George Roger Waters (born September 6, 1943 in Great Bookham, Surrey near Dorking) is a British rock and roll musician and songwriter.

He is best known for his 1965-1985 career in the band Pink Floyd as singer-songwriter and bass player. He then led a moderately successful solo career.

Contents

History

(1965-1985) Band years

Early picture of Roger Waters
Enlarge
Early picture of Roger Waters

In 1965, Roger Waters was a founding member of Pink Floyd (under the moniker Architectural Abdabs, later changed) with then lead singer, guitarist, and principal songwriter Syd Barrett – as well as Richard Wright and Nick Mason.

In 1968, when Syd Barrett's deteriorating mental health led to his departure from the band, Waters set the band's artistic direction, along with co-writer, guitarist, and singer David Gilmour, who had joined the band to replace Barrett. Together, they brought Pink Floyd into the limelight, producing a series of albums that remain among the most critically acclaimed and best-selling records of all time.

Through the late 1970s, however, Waters' relationship with Gilmour grew strained, as Waters exerted more and more creative control over the band, on Animals, and The Wall.

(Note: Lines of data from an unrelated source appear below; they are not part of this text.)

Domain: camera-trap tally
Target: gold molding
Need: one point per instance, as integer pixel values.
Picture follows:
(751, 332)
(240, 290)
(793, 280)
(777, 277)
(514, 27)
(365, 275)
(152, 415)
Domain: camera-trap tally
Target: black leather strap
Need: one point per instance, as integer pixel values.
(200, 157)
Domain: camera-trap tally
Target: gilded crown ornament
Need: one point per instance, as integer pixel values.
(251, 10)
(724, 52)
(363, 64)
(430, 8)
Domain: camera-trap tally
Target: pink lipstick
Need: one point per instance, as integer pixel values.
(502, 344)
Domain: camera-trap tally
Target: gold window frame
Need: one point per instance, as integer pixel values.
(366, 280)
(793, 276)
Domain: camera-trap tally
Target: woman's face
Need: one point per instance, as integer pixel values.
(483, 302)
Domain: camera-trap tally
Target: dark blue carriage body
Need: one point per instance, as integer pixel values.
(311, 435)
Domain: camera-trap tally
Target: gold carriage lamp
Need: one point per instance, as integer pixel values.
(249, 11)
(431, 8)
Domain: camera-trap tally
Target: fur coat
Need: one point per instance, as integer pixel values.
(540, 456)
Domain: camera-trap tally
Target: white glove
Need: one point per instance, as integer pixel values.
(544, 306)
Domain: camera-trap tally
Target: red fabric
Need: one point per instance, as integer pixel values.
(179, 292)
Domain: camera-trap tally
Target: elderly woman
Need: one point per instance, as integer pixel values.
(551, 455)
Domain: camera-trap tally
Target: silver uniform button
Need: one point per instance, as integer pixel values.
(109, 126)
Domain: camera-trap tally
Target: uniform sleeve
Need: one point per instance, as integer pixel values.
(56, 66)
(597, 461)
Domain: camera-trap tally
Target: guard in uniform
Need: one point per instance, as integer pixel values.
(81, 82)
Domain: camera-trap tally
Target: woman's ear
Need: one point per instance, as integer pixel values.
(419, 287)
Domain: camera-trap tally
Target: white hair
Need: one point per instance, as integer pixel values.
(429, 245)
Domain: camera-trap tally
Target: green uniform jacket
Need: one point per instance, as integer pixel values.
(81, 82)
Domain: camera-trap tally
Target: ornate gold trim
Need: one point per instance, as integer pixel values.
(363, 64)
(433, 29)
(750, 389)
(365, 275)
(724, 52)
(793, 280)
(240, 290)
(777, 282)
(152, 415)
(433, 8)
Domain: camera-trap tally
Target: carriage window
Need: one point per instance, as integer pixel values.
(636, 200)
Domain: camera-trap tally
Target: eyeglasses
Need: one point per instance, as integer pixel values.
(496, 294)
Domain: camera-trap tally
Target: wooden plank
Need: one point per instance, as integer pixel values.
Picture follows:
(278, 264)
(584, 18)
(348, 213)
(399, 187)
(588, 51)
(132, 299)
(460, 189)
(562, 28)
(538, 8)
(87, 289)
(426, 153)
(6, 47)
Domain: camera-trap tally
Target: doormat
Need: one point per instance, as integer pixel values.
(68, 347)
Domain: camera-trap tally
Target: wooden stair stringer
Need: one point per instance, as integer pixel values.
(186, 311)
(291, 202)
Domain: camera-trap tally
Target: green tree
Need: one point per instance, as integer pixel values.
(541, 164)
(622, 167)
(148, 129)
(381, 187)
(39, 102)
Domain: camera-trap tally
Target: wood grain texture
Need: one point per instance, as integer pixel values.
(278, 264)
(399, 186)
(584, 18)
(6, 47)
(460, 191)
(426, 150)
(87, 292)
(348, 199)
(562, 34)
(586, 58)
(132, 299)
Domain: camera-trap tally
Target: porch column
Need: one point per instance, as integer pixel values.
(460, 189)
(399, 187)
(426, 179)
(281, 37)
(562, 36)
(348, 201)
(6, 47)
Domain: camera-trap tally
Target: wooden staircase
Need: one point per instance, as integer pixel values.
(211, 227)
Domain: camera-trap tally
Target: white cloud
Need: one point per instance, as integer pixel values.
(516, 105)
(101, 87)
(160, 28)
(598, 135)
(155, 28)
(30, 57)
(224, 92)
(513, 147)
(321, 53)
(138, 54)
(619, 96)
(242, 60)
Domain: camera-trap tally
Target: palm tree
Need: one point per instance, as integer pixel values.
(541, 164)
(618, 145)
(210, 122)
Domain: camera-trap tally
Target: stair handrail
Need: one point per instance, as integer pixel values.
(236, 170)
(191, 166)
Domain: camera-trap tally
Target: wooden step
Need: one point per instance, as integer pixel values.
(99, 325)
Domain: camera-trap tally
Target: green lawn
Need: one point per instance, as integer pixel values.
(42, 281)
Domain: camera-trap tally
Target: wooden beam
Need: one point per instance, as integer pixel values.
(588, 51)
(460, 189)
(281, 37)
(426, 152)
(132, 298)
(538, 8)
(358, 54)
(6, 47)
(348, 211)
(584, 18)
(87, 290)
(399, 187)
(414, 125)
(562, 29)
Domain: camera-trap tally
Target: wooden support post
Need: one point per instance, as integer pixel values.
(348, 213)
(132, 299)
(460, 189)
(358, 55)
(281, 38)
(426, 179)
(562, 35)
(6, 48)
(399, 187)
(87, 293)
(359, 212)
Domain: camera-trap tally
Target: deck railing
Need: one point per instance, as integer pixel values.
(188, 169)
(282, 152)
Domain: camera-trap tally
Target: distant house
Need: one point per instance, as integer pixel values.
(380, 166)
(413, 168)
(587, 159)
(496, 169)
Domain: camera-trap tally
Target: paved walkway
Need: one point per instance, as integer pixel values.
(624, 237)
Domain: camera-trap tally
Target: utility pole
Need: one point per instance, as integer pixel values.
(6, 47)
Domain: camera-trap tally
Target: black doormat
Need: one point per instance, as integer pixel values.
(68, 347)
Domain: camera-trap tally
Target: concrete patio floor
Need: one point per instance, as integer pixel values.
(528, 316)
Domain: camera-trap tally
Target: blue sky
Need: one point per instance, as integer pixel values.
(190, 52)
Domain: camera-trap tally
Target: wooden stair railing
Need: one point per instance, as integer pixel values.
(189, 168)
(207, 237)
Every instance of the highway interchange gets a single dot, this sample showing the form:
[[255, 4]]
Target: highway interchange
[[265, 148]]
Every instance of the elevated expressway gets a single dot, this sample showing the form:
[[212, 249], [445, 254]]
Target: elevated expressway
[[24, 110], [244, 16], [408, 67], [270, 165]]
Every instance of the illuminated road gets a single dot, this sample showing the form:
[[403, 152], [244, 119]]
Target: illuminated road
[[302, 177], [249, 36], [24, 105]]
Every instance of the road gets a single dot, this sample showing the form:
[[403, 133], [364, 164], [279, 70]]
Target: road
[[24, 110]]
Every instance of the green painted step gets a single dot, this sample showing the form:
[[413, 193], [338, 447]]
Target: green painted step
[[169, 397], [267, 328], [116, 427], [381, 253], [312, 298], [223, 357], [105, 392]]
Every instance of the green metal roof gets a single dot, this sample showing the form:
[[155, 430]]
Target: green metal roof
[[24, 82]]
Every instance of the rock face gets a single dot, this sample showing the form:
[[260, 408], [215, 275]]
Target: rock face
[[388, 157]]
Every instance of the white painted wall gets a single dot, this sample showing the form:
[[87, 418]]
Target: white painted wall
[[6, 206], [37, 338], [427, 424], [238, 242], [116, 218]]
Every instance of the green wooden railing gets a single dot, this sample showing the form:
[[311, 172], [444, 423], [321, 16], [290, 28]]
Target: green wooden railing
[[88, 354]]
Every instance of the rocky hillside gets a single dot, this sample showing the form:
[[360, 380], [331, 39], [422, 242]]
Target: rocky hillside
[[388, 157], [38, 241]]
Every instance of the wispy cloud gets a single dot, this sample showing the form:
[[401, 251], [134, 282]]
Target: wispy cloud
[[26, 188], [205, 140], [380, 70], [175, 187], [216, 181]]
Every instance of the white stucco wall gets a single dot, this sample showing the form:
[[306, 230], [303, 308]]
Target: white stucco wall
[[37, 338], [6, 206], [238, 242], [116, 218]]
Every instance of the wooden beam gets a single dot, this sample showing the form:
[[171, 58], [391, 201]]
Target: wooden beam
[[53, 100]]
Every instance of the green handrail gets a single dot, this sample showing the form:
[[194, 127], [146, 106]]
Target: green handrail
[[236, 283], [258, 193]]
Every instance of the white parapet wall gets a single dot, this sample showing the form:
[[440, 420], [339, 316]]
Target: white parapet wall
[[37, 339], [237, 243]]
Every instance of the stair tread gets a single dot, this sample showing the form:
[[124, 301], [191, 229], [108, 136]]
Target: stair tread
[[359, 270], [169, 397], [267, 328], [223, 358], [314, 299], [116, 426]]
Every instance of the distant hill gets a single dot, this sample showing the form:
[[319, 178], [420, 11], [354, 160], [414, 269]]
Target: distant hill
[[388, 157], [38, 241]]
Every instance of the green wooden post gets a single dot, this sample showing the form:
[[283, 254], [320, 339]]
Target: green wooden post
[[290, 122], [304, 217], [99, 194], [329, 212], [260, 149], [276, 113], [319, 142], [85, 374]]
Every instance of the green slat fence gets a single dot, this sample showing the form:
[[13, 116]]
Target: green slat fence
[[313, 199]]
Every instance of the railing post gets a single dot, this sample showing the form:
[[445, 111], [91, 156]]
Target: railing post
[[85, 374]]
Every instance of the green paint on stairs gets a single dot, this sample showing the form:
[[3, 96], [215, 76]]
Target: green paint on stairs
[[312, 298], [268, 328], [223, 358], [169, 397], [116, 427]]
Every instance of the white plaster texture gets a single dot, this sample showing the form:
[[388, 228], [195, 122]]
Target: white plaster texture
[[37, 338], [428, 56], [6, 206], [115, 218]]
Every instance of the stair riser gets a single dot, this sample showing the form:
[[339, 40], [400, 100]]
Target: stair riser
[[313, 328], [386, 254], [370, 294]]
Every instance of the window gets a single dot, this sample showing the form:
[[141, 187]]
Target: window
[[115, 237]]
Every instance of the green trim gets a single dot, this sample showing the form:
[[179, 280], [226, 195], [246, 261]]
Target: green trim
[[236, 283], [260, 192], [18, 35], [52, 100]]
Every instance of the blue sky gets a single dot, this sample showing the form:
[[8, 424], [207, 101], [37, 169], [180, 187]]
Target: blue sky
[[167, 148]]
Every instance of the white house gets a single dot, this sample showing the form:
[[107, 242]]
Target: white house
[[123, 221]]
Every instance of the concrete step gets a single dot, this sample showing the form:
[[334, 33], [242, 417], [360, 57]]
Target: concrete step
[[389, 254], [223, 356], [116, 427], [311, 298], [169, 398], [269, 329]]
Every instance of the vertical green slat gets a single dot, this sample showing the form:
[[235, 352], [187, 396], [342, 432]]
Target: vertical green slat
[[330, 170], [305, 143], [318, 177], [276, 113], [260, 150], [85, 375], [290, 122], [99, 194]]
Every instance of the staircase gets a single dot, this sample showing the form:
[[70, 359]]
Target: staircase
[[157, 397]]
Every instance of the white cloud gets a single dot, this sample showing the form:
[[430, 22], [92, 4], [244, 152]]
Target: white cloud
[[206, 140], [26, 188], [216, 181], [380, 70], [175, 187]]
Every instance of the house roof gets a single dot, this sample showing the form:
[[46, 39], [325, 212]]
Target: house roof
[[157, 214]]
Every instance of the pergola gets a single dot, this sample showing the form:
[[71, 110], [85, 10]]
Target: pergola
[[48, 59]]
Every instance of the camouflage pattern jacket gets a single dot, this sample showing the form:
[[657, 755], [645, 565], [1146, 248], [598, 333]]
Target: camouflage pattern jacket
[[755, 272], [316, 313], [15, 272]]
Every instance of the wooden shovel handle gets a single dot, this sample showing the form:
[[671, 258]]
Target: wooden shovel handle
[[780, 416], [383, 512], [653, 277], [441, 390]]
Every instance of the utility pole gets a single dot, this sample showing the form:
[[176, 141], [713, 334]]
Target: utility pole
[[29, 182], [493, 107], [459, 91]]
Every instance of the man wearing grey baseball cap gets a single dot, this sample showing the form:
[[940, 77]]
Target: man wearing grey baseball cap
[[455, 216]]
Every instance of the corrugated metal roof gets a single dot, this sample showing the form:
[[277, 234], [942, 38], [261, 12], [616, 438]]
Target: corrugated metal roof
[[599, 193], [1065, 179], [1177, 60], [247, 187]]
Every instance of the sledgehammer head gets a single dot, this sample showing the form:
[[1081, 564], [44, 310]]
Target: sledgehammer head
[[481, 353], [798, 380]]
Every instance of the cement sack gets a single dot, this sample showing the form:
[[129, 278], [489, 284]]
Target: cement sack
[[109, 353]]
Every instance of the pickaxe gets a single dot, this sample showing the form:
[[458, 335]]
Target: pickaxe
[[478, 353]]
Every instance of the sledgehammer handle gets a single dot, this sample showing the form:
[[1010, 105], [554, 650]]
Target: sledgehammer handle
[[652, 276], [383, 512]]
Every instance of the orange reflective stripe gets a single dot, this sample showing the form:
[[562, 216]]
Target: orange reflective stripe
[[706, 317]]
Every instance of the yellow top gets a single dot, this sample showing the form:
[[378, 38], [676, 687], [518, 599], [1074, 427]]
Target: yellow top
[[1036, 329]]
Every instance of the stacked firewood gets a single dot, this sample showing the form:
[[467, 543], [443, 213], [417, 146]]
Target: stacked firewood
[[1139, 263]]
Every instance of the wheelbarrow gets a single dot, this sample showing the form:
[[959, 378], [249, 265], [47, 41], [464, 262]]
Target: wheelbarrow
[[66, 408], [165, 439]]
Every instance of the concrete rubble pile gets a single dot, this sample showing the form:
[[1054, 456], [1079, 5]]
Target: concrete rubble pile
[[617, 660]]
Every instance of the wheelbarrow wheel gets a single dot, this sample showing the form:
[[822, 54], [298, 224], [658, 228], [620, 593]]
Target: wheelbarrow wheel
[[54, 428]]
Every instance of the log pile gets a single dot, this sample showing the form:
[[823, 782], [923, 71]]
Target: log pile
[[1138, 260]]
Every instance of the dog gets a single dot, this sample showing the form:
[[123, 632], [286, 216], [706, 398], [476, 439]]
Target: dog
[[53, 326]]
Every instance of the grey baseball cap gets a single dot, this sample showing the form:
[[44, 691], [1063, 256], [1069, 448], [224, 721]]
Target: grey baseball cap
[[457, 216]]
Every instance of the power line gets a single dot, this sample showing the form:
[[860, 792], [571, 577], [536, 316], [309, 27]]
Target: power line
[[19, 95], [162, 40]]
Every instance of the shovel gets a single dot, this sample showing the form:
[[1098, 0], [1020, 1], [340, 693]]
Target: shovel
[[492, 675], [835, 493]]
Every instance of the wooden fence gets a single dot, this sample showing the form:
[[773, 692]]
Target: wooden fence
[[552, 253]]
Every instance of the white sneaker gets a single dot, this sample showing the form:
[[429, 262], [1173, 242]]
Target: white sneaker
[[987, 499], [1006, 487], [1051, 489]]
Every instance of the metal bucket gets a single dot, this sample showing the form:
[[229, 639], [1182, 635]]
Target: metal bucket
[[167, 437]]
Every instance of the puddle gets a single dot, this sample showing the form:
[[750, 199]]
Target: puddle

In 1983, the last Waters-Gilmour collaboration, The Final Cut, was credited as being a Roger Waters album performed by Pink Floyd.

In 1985, Waters proclaimed the band dissolved. The ensuing disagreement between Waters and Gilmour over the latter's intention to continue to use the name "Pink Floyd" progressed into a lawsuit. Waters claimed that as the original band Pink Floyd consisted of himself, Syd Barrett, Nick Mason and Richard Wright, that the band could not reasonably call itself by the same name now that it was without three of its founding members (Wright was kicked out of the band by Waters during the recording of The Wall). Another of Waters' arguments was that he had written almost all of Pink Floyd's lyrics, post Barrett. However, Gilmour won the right to use the name "Pink Floyd" and a majority of the band's songs, though Waters did retain the rights to the album The Wall and all of its songs.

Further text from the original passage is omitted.